8.1 Beginner Extensions

  • Add markdown report export.
  • Add historical run diff view.

8.2 Intermediate Extensions

  • Add route-change alerting heuristic.
  • Add simple latency correlation input.

8.3 Advanced Extensions

  • Add RPKI/ROV context overlay.
  • Add provider scorecards by region.

9. Real-World Connections

9.1 Industry Applications

  • Carrier NOC route diagnostics.
  • Multi-cloud and UC provider path-risk assessment.
  • RIPE Atlas tooling ecosystem.
  • BGP analysis dashboards.

9.3 Interview Relevance

  • Demonstrates ability to connect protocol policy to customer-facing quality.

10. Resources

10.1 Essential Reading

  • RFC 4271
  • RIPEstat API docs
  • APNIC BGP in 2025 report

10.2 Video Resources

  • BGP policy engineering talks.

10.3 Tools & Documentation

  • RIPEstat and route analysis docs.
  • Previous: P04
  • Completes the route/interconnect layer for the capstone.

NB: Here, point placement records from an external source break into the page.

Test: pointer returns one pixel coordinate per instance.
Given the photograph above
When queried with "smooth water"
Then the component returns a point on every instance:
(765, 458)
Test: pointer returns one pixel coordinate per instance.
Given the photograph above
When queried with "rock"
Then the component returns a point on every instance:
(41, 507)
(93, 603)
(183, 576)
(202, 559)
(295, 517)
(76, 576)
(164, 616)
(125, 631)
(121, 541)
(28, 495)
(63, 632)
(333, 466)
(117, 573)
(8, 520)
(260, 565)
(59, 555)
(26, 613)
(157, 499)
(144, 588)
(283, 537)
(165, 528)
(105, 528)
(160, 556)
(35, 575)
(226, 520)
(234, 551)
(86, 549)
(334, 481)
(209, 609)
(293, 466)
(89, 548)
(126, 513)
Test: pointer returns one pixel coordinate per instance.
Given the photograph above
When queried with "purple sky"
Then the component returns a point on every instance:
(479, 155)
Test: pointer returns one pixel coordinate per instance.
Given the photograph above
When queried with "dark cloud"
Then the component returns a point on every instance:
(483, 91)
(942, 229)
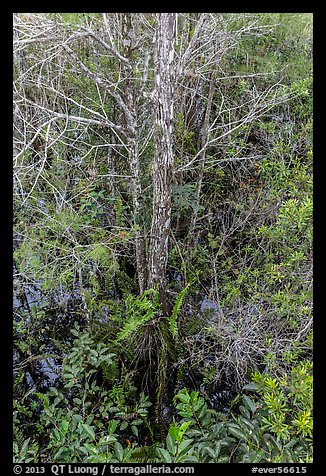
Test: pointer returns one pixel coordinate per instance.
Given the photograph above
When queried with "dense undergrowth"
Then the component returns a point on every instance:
(100, 375)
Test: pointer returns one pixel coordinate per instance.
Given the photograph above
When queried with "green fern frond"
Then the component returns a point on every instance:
(139, 311)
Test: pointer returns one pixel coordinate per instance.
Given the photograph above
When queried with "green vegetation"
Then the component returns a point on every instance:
(102, 371)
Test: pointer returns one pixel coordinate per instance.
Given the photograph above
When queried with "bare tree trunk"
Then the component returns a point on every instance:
(193, 237)
(163, 159)
(131, 102)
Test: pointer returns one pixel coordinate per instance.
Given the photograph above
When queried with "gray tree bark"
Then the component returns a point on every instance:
(163, 157)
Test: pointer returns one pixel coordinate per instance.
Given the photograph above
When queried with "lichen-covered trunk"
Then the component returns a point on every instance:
(138, 210)
(163, 157)
(133, 153)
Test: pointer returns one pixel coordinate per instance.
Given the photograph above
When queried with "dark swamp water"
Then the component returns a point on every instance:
(49, 318)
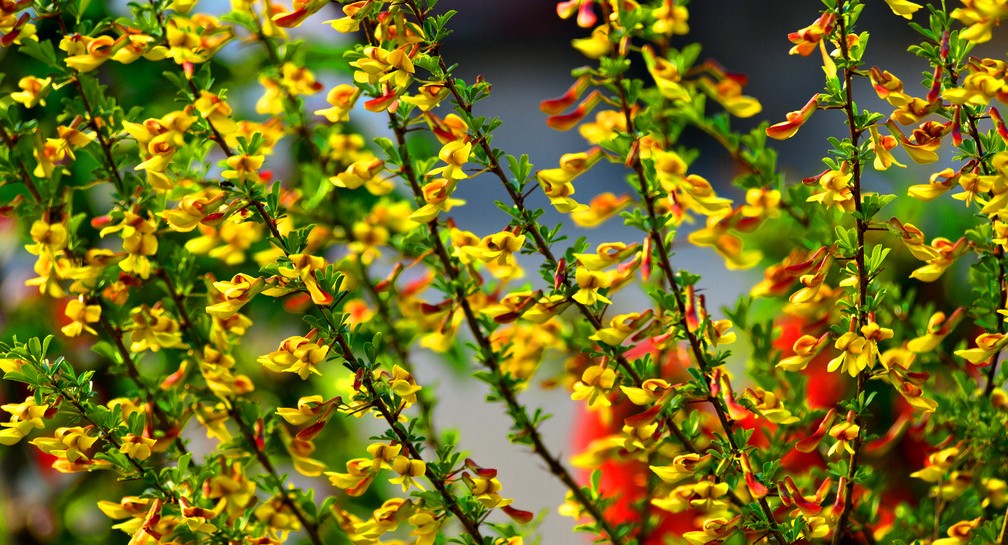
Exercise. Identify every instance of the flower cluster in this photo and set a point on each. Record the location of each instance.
(225, 286)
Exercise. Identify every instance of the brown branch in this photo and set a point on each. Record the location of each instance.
(861, 226)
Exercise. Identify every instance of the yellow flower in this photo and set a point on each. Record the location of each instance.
(959, 533)
(153, 329)
(589, 284)
(980, 16)
(25, 416)
(243, 167)
(437, 195)
(139, 242)
(86, 52)
(836, 190)
(236, 293)
(853, 358)
(456, 155)
(218, 113)
(342, 99)
(620, 327)
(137, 447)
(806, 39)
(33, 91)
(987, 346)
(595, 385)
(805, 349)
(670, 18)
(81, 314)
(360, 473)
(903, 8)
(299, 355)
(845, 432)
(428, 96)
(408, 469)
(595, 46)
(360, 172)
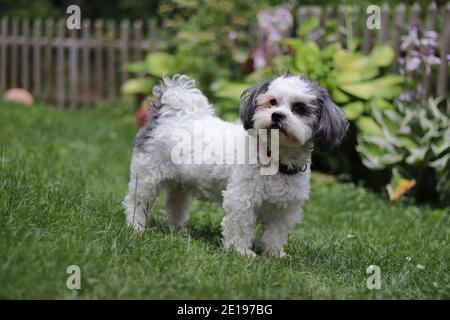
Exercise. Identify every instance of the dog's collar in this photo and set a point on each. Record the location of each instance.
(289, 170)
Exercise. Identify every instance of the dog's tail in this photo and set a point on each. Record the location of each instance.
(179, 96)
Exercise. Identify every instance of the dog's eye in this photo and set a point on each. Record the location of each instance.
(299, 108)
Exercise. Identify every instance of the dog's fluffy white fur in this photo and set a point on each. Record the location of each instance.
(306, 119)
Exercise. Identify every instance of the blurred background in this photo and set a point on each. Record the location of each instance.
(391, 82)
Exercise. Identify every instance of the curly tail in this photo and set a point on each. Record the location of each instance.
(179, 96)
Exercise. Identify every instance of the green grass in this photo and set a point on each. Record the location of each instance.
(63, 175)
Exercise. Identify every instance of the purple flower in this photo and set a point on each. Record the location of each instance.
(412, 63)
(411, 39)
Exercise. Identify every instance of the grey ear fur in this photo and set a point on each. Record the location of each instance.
(248, 102)
(332, 125)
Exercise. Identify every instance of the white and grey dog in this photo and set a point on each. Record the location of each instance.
(306, 118)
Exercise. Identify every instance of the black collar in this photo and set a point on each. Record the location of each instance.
(284, 169)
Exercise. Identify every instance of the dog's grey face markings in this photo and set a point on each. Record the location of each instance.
(332, 124)
(327, 121)
(145, 133)
(249, 101)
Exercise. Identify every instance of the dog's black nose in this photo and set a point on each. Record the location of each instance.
(277, 117)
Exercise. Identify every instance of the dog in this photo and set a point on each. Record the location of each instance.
(306, 120)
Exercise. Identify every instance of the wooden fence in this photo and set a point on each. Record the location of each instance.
(82, 67)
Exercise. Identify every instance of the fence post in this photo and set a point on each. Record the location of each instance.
(111, 60)
(25, 40)
(442, 88)
(137, 28)
(37, 59)
(429, 25)
(48, 52)
(86, 61)
(14, 66)
(341, 26)
(98, 59)
(3, 52)
(124, 36)
(73, 67)
(382, 33)
(61, 86)
(367, 35)
(397, 28)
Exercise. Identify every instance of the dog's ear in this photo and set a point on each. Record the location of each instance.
(248, 102)
(332, 124)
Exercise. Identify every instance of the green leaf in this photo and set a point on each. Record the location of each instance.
(408, 143)
(353, 110)
(369, 126)
(441, 163)
(161, 64)
(307, 26)
(386, 87)
(307, 56)
(381, 104)
(231, 90)
(339, 96)
(135, 67)
(382, 55)
(137, 85)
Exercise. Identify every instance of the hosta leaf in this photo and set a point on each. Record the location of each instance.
(381, 104)
(339, 96)
(386, 87)
(398, 186)
(137, 85)
(231, 90)
(353, 110)
(368, 126)
(307, 26)
(408, 143)
(440, 146)
(307, 55)
(416, 156)
(160, 64)
(382, 55)
(136, 67)
(440, 163)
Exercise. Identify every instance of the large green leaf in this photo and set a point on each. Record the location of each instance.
(307, 26)
(381, 104)
(137, 85)
(369, 126)
(339, 96)
(307, 55)
(135, 67)
(386, 87)
(160, 64)
(353, 110)
(230, 90)
(382, 55)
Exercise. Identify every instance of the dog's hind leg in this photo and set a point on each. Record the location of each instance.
(143, 190)
(178, 200)
(276, 231)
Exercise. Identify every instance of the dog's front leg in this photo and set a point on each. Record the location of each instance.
(238, 224)
(277, 227)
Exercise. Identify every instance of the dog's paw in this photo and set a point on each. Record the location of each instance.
(136, 226)
(276, 253)
(246, 252)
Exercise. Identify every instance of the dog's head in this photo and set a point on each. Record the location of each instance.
(301, 110)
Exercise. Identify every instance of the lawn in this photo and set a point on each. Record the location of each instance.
(63, 175)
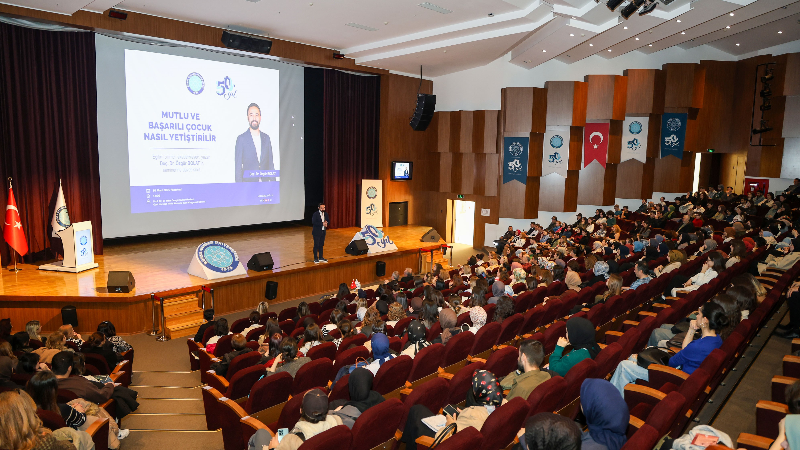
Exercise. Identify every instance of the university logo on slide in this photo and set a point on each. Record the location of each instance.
(195, 83)
(217, 256)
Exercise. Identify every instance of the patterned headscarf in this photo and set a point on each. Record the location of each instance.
(486, 389)
(478, 317)
(601, 268)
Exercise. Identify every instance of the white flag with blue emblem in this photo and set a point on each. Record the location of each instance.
(60, 219)
(634, 138)
(555, 152)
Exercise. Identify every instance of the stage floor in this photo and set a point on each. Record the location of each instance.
(160, 265)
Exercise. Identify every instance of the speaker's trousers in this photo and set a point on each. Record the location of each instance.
(319, 243)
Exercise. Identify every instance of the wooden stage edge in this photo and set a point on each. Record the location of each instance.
(160, 268)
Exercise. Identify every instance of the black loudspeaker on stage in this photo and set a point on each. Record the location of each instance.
(423, 114)
(271, 292)
(357, 247)
(380, 269)
(246, 42)
(431, 236)
(260, 262)
(120, 281)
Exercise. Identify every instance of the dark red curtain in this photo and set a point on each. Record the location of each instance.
(48, 130)
(351, 128)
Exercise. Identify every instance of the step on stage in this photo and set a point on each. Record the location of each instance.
(159, 267)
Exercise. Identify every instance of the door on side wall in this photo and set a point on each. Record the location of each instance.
(463, 222)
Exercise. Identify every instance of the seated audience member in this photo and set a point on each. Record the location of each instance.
(99, 346)
(380, 352)
(108, 330)
(524, 380)
(581, 336)
(220, 329)
(92, 391)
(208, 316)
(417, 338)
(711, 319)
(239, 345)
(55, 344)
(488, 396)
(606, 415)
(314, 419)
(710, 269)
(548, 431)
(71, 334)
(33, 328)
(254, 321)
(447, 320)
(311, 338)
(21, 428)
(346, 330)
(504, 310)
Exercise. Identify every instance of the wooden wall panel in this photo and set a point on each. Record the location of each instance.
(607, 97)
(518, 109)
(566, 103)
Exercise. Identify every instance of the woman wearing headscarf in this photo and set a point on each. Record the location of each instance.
(380, 352)
(606, 415)
(581, 335)
(478, 318)
(498, 290)
(417, 339)
(483, 398)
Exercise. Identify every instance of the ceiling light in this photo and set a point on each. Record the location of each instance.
(437, 8)
(613, 4)
(361, 27)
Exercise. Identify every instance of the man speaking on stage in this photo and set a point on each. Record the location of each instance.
(253, 148)
(319, 223)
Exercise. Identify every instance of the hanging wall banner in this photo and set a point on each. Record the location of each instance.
(595, 143)
(555, 154)
(515, 159)
(673, 134)
(371, 203)
(634, 138)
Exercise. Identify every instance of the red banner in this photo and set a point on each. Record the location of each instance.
(595, 143)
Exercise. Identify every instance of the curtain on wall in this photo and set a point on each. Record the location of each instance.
(48, 130)
(350, 150)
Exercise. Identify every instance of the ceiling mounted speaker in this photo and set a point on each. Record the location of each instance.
(613, 4)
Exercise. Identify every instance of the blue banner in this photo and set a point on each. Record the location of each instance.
(515, 159)
(673, 134)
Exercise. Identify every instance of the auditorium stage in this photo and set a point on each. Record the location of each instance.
(159, 267)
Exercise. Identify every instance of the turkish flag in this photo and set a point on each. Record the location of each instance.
(12, 231)
(595, 143)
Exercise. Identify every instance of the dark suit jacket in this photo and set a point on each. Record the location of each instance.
(247, 159)
(87, 390)
(316, 222)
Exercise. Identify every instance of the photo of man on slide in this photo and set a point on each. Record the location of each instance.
(253, 149)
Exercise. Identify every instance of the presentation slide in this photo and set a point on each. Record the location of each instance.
(196, 138)
(201, 134)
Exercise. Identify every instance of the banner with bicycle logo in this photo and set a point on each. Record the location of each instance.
(372, 203)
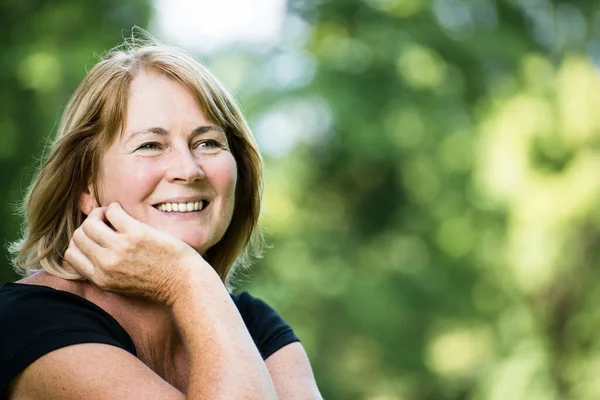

11. Self-Assessment Checklist

11.1 Understanding

  • I can explain why BGP paths vary by region.
  • I can separate observed path facts from inferred relationships.

11.2 Implementation

  • Multi-probe output is deterministic with fixed inputs.
  • Report includes confidence labels and risk summary.

11.3 Growth

  • I can propose production extensions for routing observability.

12. Submission / Completion Criteria

Minimum Viable Completion

  • Multi-probe AS-path report with ASN labels.

Full Completion

  • Deterministic report with confidence-tagged inferences and error handling.

Excellence

  • Adds trend comparisons and proactive route-risk heuristics.